An interesting article by Lucy Parry about the Australia mini-publics in participedia:

Outside the room: the populist challenge

Remember those NIMBYs and SIFs that mini-publics aim to exclude through random selection? Their exclusion rests on the assumption that the quality and outcome of deliberation is better without those insistent voices. The aim is that through a process of deliberation, people will become ‘more public-spirited, more tolerant, more knowledgeable, more attentive to the interests of others, and more probing of their own interests’ (Warren 1992, p8). Producing deliberated public opinion involves weeding out weak and poorly informed arguments. Again, this is all very well if you are inside the room. If you’re outside the room, you may very well object.

And let’s face it, those objectionable voices are not going away. As Ben Moffit points out, ‘Populism, once seen as a fringe phenomenon relegated to another era or only certain parts of the world, is now a mainstay of contemporary politics across the globe’. The voices that a Citizens’ Jury wants to keep out of the room now have the room surrounded. If we continue down the mini-publics road, the very thing that allegedly legitimises mini-publics will also be its downfall. The assumptions underpinning random selection are that it is representative of the wider community; and that it facilitates better quality deliberation by bringing together everyday citizens rather than insistent voices. Whether these things are accurate or not is a moot point – what actually matters is how they are perceived by broader publics. It is sad but possibly true that for those outside the room, what goes on inside the room doesn’t matter. And I suspect that the argument that a Jury is representative and very well informed is simply not going to cut it.

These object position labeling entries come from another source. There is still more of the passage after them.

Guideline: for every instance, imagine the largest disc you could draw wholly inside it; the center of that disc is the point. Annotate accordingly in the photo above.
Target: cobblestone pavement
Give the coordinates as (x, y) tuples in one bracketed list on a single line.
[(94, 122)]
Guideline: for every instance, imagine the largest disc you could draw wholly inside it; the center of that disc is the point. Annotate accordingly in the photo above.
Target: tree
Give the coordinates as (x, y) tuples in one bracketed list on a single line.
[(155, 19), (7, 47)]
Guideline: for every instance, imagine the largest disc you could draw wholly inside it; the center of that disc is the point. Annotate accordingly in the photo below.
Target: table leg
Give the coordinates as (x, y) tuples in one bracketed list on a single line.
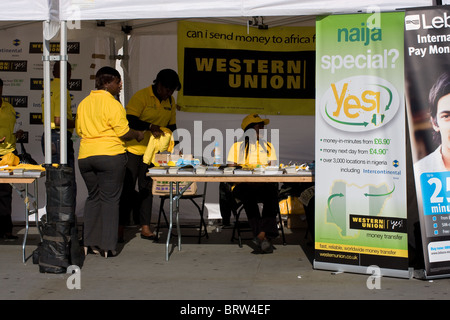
[(27, 208), (169, 233), (177, 207)]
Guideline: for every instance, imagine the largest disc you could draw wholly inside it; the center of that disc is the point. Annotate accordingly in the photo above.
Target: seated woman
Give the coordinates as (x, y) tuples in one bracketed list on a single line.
[(251, 151)]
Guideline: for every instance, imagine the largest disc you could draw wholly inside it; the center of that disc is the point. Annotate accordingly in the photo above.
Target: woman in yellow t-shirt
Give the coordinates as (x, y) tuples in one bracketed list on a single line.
[(252, 151), (103, 127), (7, 145)]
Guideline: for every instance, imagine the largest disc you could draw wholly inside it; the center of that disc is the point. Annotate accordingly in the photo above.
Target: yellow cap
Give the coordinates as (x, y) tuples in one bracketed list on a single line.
[(253, 118)]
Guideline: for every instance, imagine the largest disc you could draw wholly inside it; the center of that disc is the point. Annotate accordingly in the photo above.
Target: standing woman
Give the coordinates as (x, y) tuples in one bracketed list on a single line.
[(103, 127), (7, 147)]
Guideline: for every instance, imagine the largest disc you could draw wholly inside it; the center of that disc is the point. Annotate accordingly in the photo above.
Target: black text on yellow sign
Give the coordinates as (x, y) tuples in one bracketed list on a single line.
[(392, 224), (247, 73)]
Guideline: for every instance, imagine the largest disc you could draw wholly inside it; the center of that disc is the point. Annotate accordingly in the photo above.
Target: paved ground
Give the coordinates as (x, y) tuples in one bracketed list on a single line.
[(215, 270)]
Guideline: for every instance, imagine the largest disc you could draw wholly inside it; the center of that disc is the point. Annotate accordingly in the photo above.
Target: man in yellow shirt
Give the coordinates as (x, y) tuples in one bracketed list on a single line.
[(7, 145), (148, 110)]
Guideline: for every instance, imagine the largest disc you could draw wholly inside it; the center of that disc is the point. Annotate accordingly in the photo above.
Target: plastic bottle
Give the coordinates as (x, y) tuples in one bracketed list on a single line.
[(217, 157)]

Mini-publics rely on information presented by experts; populism rejects the knowledge of experts. With all the will and most independently-recruited-and-facilitated process in the world – people may just not trust it.

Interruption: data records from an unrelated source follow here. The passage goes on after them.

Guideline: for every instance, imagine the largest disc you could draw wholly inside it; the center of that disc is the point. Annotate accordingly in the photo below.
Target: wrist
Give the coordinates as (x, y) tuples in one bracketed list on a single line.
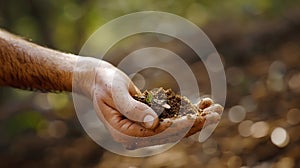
[(84, 75)]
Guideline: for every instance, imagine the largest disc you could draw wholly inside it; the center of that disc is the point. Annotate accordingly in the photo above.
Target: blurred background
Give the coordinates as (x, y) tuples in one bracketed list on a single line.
[(258, 40)]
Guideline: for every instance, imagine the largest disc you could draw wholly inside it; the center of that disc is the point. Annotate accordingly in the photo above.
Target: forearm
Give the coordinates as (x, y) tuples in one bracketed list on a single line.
[(25, 65)]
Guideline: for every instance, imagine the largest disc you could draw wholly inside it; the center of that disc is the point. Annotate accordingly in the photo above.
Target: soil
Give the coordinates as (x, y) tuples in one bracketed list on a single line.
[(167, 104)]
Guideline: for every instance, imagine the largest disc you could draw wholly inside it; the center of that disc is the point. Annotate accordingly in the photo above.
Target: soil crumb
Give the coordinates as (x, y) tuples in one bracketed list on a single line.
[(167, 104)]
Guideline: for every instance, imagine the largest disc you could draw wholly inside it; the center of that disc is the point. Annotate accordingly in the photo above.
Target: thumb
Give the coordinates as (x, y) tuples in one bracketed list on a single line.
[(134, 110)]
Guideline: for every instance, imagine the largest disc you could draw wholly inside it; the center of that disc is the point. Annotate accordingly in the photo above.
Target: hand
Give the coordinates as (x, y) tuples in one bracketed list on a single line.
[(133, 123)]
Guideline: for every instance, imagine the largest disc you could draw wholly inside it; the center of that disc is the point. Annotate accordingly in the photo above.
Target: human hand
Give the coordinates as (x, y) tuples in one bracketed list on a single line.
[(133, 123)]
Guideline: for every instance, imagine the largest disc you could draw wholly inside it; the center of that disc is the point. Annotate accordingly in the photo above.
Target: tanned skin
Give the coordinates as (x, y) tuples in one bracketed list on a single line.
[(25, 65)]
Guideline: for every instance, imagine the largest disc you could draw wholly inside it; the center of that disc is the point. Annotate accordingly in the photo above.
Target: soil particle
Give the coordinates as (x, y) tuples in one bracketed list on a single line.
[(167, 104)]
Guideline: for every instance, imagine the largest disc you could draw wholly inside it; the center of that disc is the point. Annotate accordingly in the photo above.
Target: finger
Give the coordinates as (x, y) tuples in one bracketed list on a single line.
[(214, 108), (133, 109), (122, 127), (133, 90), (205, 102)]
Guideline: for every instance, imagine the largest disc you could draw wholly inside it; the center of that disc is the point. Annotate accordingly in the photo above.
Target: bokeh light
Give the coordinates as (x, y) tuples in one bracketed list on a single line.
[(259, 129), (280, 137), (237, 113)]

This is in line with the criteria for the use of sortition in politics I proposed a while ago and especially with our Two Chamber proposal (page 9):

The presentations of the experts and groups of interests have to be public in case of legislative juries, in order to provide both public information and control. This also has to ensure that ‘informed citizens’ share the same view as the citizens’ jury. That way, we avoid that decisions taken by the citizens’ jury differ from what the people think, in case they had the chance to express their view in a referendum.)